Assuming there’s nothing wonky on your return, you can expect your tax refund in 21 days or less. However, if you e-file and use direct deposit, you can receive your refund in as few as ten days.
That said, I’ve heard many complaints about pokey refunds this year. If yours is among them, here are some issues that are known to slow down refunds:
- Taxpayer Mistakes. Submitting an error free return increases the likelihood that your refund will be processed quickly. Mistakes – sloppy returns, transposed numbers or bad math – can slow down processing and result in delays. Take a minute to double-check your return (including the signature line!) before you submit it to ensure that it doesn’t get flagged.

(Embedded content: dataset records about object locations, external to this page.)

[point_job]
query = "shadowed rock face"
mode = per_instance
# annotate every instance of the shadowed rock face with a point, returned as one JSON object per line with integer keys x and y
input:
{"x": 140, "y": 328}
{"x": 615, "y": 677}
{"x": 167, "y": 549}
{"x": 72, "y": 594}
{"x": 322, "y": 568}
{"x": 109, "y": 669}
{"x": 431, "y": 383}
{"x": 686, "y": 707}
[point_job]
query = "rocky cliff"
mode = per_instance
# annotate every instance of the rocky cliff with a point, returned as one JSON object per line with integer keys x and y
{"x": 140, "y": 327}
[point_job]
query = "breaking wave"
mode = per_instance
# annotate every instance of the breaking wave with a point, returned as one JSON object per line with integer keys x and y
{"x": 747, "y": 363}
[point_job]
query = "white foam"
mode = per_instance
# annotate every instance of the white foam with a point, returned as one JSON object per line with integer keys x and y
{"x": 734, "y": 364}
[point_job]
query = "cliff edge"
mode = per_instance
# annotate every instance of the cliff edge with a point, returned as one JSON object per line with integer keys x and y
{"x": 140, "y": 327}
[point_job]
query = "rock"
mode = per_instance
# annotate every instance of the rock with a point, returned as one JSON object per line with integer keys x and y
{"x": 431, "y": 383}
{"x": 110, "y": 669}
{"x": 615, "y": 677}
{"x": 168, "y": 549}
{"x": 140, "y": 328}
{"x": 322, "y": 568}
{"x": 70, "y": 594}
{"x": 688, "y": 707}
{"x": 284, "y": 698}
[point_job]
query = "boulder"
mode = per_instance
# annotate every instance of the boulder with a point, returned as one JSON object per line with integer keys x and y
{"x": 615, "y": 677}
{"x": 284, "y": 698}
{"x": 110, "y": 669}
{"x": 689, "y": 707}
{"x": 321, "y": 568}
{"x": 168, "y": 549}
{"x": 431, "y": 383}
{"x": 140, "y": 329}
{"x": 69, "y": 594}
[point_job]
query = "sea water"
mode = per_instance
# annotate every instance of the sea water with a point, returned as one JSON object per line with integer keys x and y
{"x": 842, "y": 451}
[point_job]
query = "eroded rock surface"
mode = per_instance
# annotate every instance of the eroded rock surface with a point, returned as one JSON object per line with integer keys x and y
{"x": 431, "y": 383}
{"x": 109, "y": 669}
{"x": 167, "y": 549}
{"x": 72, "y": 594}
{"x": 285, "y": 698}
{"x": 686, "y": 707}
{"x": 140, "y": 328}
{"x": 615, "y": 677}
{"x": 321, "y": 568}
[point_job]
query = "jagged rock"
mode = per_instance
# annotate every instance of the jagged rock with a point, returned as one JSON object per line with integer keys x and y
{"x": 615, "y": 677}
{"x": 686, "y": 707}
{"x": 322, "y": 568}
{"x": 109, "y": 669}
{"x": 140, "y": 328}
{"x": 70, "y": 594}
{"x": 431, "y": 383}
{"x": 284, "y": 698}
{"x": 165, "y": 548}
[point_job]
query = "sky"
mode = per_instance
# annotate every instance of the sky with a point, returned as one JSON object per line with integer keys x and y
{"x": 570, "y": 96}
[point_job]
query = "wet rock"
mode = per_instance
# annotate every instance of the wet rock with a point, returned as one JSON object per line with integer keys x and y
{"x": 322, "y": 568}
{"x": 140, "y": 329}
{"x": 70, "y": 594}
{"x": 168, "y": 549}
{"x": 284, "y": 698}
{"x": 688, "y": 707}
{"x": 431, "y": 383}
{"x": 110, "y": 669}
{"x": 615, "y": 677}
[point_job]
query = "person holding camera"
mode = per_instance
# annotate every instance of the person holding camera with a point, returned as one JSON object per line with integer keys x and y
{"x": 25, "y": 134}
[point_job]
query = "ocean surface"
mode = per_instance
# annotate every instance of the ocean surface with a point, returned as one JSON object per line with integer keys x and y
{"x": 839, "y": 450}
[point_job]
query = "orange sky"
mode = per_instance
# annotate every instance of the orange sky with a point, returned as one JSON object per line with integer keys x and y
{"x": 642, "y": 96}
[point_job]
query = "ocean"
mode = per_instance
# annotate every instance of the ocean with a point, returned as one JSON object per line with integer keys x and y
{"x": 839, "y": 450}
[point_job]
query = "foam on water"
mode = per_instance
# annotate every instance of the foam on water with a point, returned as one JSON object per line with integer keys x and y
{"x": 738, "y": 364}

- Increased Scrutiny. The IRS warns that ramped up scrutiny for fraud may slow down some refunds. If your refund is sizable or if it’s based on a credit that the IRS has identified as ripe for abuse (EITC and fuel tax credits, for example), your return might get a second look.
- IRS Mistakes. That fancy new software system that the IRS put into place in the fall had a few, er, glitches, resulting in a number of delays. The IRS claims that the delays are minimal but admits that there are “probably several million taxpayers” who didn’t get returns as expected. Supposedly, they’re all caught up now. We’ll see.
- Amended Returns. If you’ve amended your return using a form 1040X, expect to wait. It may take 8 to 12 weeks or longer to process the return. If 8 weeks have passed after you’ve filed a form 1040X and you have not received your refund, call the IRS at (800) 829-1040. From outside the U.S., call 267-941-1000. TTY/TDD: 800-829-4059. Be prepared to wait (and wait).
- Third Party Lender Delays. If you took advantage of a Refund Anticipation Loan (RAL) or similar product, your refund might be delayed because of a problem in processing from the third party lender. With a RAL or similar product, your refund is usually directed to the third party who, after taking out any applicable fees and interest, passes the refund along to you. If that’s the case, contact the third party for status, not the IRS.
- Offsets. If your refund is smaller than you expected, it might have been subject to an offset because you have an outstanding obligation such as a tax liability, unpaid student loan or you are in arrears for child support. If you are married filing jointly, your refund might have been affected for an outstanding obligation belonging to your spouse; if that’s the case, you might qualify for injured spouse relief.
- Lost/Stolen/Destroyed Checks. If the IRS says that the “check is in the mail” and it’s not, it may have been lost, stolen, or destroyed. If so, you can file an online claim for a replacement check. You can make the claim if it’s been more than 28 days from the date that the IRS says it mailed your refund. Head over to the “Where’s My Refund?” tool on IRS.gov for details.
- Fraud or Identity Theft. If none of these items apply to you, it’s also possible (increasingly) that you were the victim of identity theft. Savvy thieves have figured out how to lift refunds in some cases by using your information to file bogus returns. If that happens to you – or you think it might have happened to you – contact the IRS.